Mais il y a autre chose dans le commerce équitable, c’est l’idée que le commerce international ne saurait être laissé aux seuls mécanismes du marché, et donc il y a dans le commerce équitable une certaine suspicion vis à vis des mécanismes du marché. Or, on ne voit pas comment le commerce libre peut passer par autre chose qu’un mécanisme du marché à partir du moment où l’on a affaire à un échange volontaire de part et d’autre, c’est cela même le principe de l’échange marchand.
Là encore Jean-Paul II a noté l’importance de ce mécanisme du marché et sa légitimité. Il affirme dans Centesimus annus au parag. 34 : « Il semble qu’à l’intérieur de chaque pays, comme dans les rapports internationaux, que le marché libre soit l’instrument le plus approprié pour répartir les ressources et répondre efficacement aux besoins ». Et encore au parag. 40 : « Les mécanismes du marché présentent des avantages solides, entre autre ils aident à mieux utiliser les ressources, ils favorisent les échanges de produits et surtout ils placent au centre la volonté et les préférences de la personne qui dans un contrat rencontre celle d’une autre personne ».

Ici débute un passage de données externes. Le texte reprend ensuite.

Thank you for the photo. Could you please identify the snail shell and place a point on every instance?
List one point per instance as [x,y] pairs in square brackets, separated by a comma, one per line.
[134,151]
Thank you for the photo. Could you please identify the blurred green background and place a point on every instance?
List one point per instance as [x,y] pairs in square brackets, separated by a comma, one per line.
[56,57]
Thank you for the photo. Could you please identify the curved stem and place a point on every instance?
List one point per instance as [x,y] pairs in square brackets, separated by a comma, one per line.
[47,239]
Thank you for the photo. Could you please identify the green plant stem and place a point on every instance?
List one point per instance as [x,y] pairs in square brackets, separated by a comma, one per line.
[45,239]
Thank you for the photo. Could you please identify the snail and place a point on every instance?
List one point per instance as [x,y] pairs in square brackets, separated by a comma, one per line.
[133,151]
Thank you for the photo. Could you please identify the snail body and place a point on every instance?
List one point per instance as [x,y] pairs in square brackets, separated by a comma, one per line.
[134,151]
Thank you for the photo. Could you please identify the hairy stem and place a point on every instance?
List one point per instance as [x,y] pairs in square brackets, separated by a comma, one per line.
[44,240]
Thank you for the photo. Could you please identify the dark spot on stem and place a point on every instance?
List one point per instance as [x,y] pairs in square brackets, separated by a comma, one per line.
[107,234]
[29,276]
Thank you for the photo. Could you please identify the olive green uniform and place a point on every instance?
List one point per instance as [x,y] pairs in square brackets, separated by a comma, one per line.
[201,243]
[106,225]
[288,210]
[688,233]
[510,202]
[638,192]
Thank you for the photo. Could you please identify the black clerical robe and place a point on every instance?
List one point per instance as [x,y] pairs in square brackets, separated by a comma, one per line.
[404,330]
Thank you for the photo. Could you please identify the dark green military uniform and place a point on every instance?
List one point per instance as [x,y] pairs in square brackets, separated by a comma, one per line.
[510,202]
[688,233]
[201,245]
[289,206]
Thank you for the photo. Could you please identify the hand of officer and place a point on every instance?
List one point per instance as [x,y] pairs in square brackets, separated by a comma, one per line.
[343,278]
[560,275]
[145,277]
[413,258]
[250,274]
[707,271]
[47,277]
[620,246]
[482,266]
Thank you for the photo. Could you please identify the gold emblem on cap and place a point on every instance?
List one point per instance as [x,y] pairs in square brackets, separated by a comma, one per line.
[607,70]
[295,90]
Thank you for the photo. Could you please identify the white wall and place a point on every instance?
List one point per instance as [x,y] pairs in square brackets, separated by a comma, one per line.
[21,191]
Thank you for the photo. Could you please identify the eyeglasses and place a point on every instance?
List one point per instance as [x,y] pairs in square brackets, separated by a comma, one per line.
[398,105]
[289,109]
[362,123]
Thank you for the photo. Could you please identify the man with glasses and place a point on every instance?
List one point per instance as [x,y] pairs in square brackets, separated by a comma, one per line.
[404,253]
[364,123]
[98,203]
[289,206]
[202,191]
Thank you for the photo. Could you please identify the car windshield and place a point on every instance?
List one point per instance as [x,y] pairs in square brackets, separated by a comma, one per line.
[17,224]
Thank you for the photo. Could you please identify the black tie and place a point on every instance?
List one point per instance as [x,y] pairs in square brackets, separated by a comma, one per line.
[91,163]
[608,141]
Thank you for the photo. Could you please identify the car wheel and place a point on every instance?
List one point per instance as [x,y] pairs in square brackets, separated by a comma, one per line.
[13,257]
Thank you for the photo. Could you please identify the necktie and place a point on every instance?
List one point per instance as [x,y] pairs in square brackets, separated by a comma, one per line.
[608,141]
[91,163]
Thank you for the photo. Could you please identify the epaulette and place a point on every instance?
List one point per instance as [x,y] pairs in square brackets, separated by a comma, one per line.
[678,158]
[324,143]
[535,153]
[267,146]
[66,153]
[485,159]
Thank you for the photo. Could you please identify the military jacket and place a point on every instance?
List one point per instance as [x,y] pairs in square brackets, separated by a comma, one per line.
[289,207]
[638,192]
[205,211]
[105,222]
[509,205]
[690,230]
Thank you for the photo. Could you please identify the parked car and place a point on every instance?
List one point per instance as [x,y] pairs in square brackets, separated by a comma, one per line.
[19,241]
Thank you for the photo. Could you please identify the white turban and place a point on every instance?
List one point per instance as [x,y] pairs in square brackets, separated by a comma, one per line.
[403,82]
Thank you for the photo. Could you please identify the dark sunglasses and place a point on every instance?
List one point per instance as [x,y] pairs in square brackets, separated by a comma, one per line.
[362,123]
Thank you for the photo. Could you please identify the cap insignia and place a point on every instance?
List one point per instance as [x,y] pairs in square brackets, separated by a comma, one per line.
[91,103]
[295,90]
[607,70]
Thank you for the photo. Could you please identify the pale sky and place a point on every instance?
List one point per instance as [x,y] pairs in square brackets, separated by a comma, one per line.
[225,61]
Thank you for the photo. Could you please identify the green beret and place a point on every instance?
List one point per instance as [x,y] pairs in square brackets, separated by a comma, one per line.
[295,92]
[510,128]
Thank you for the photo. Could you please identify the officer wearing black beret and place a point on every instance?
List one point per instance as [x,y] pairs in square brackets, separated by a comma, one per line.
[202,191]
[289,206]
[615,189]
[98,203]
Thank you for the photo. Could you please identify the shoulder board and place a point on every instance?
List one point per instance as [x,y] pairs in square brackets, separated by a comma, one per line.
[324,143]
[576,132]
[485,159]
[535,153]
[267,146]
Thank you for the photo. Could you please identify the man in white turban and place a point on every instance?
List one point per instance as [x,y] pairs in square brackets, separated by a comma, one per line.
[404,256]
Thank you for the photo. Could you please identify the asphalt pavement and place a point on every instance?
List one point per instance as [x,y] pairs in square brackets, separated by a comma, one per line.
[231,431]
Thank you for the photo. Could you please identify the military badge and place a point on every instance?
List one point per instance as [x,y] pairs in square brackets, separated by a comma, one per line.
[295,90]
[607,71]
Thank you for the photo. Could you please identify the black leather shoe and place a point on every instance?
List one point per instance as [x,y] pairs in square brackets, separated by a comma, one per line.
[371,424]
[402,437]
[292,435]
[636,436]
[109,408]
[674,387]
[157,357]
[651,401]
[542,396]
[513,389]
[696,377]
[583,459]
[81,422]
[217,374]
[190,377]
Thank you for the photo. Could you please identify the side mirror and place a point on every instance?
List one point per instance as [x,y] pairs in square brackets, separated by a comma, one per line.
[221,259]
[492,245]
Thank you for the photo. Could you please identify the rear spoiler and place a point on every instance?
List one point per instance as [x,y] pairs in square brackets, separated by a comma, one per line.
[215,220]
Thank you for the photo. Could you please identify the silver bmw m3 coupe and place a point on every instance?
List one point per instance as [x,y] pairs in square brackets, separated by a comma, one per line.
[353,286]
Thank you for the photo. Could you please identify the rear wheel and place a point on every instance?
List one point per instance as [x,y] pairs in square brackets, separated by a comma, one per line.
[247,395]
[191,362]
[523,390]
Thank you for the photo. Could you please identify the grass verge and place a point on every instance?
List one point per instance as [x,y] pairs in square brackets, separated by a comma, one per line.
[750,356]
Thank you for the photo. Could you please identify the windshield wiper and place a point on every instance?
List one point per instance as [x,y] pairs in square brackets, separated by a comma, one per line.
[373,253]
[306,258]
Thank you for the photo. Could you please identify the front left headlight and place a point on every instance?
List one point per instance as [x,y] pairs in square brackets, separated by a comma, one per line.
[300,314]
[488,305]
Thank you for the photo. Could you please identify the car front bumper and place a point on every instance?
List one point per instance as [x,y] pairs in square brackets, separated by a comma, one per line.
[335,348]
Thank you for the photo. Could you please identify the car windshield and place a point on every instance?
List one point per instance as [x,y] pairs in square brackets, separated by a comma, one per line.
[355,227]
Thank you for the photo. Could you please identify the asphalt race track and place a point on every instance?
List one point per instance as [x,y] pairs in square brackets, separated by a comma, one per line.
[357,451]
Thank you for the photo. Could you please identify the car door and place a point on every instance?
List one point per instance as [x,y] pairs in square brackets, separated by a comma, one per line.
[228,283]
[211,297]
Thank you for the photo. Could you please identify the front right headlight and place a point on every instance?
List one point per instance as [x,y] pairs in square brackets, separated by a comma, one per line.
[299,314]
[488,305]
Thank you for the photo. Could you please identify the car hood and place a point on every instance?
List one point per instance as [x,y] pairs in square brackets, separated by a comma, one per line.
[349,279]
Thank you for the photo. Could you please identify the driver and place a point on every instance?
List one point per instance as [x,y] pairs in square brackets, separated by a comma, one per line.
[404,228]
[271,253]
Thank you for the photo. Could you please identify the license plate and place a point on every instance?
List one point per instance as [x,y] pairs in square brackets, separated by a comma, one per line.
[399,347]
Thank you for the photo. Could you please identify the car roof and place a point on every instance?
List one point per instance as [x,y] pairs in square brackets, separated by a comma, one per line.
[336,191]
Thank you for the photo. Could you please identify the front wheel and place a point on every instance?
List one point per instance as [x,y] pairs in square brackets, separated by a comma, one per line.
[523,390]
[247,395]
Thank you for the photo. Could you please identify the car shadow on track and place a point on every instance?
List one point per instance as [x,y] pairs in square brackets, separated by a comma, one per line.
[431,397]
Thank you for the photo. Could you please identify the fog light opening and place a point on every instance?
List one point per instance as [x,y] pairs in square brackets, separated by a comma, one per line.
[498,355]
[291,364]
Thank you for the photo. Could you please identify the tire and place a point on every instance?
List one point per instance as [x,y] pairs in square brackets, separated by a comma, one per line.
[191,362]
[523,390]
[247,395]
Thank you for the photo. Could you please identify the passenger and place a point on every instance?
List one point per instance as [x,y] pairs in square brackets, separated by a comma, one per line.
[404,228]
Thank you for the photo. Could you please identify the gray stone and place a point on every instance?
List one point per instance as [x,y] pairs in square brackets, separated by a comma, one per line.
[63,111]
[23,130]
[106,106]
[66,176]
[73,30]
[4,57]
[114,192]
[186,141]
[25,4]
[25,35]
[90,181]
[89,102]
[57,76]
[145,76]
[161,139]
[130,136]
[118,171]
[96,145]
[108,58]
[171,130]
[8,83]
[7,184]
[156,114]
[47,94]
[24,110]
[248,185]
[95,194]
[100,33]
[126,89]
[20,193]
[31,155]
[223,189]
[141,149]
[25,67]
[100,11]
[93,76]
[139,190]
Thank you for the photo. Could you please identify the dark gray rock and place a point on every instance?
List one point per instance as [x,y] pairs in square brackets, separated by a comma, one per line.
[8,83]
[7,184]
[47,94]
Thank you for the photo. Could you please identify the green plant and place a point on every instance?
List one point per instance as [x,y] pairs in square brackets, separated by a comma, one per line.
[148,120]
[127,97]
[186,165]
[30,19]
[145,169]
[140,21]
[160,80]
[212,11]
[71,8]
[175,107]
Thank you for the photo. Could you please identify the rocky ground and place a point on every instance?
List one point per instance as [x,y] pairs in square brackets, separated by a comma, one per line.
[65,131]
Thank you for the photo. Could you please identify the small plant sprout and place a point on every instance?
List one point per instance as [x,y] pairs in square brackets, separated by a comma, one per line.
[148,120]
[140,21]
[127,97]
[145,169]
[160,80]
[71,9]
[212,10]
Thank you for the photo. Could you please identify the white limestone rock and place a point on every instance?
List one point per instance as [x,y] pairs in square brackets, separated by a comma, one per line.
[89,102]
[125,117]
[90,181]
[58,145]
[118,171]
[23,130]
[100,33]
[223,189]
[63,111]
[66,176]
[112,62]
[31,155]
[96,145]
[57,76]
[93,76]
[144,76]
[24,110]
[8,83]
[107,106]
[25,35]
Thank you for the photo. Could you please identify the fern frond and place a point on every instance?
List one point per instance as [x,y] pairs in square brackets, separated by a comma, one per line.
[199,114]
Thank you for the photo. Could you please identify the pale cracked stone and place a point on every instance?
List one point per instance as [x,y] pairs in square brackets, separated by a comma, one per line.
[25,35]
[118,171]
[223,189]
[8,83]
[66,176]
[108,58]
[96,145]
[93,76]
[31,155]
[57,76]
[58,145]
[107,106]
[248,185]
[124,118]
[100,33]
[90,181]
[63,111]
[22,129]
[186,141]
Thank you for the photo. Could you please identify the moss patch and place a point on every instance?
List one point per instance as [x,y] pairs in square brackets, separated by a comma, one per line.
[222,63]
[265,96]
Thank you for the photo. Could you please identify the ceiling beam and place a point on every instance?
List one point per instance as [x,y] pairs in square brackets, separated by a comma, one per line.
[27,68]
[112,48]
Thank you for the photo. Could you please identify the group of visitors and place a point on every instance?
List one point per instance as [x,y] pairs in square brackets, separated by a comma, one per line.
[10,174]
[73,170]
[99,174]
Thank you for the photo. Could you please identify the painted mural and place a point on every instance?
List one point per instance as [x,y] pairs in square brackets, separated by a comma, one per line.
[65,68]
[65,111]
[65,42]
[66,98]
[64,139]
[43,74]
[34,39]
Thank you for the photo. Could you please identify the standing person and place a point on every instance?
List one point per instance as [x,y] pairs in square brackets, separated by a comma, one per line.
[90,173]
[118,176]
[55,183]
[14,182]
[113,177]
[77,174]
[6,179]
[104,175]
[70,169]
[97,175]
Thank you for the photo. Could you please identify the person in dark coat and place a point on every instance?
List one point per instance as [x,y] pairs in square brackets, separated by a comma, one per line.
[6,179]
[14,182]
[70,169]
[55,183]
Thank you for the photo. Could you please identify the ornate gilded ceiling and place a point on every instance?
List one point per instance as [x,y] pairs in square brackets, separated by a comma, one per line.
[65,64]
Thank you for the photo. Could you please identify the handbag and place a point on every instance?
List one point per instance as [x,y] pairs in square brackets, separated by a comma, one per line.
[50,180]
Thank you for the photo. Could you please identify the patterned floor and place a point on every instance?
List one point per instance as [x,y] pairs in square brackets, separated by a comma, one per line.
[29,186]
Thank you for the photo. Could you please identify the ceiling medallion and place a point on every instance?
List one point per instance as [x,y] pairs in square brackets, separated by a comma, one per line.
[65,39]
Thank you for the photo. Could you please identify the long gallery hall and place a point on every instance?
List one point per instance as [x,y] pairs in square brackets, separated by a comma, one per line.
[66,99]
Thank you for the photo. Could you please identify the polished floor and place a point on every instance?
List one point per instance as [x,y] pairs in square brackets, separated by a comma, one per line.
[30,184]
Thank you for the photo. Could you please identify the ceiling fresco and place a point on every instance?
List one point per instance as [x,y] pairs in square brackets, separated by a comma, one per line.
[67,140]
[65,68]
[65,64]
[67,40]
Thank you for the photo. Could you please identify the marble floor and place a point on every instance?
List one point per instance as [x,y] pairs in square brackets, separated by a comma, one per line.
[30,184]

Ce qui veut dire que la supériorité du marché n’est pas seulement technique, mais également éthique : c’est le fait que ce sont, dans un contrat libre, deux volontés libres qui se rencontrent et c’est ce qui fait la supériorité éthique du marché.
Cela n’empêche pas que le marché puisse avoir des limites, que tous les besoins ne puissent passer par le marché, que le marché ne considère, comme le souligne Jean-Paul II, que les besoins solvables et comme le Pape le dit : « Le marché ne peut fonctionner sans une dimension éthique et, en outre, il y a des biens qui en raison de leur nature ne peuvent, ni ne doivent, être vendus ou achetés ». Tout ne s’achète pas ; tout ne se vend pas.
Mais si l’on remet souvent en cause le marché sur le plan international, c’est parce qu’on se réfère à une forme très particulière de marché qui est celui des matières premières. Il est vrai que les cours des matières premières ont tendance à fluctuer. Il est faux de penser, comme on l’a souvent affirmé, qu’il existe une dégradation des termes de l’échange à sens unique qui ferait que le prix évolue toujours à la baisse. L’exemple de l’énergie, et tout particulièrement du pétrole, est là pour nous montrer que les cours des matières premières ou de l’énergie peuvent également fluctuer avec une tendance à la hausse.
Mais il faut voir que si les cours des matières premières fluctuent, c’est essentiellement en raison de la conjoncture internationale et, par exemple, ces temps-ci la forte croissance en Chine, en Inde, ou aux Etats-Unis, provoque plutôt une tendance à la hausse du prix des matières premières ou de l’énergie. Et donc l’exemple de la fluctuation des cours des matières premières n’est pas convaincant pour condamner le marché. Mais il faut surtout partir d’une idée qui est également soulignée dans Centesimus annus par Jean-Paul II qui est le fait que ce ne sont pas les ressources naturelles qui constituent l’essentiel de la richesse d’un pays et que l’essentiel de la richesse, nous dit le Pape, vient de la propriété de la connaissance, de la technique et du savoir. Jean-Paul II ajoute : « La richesse des pays industrialisés se fonde bien plus sur ce type de propriété que sur celui des ressources naturelles ».
On voit très bien comment certains pays, comme le Japon ou la Suisse, se sont parfaitement développés sans avoir la moindre ressource naturelle. On peut faire la même observation pour le tiers-monde. Les pays du tiers-monde qui s’en sont tenus à leurs ressources naturelles ont effectivement connu des difficultés de développement, et il est vrai que la vente des matières premières ne suffit pas à provoquer un processus de développement.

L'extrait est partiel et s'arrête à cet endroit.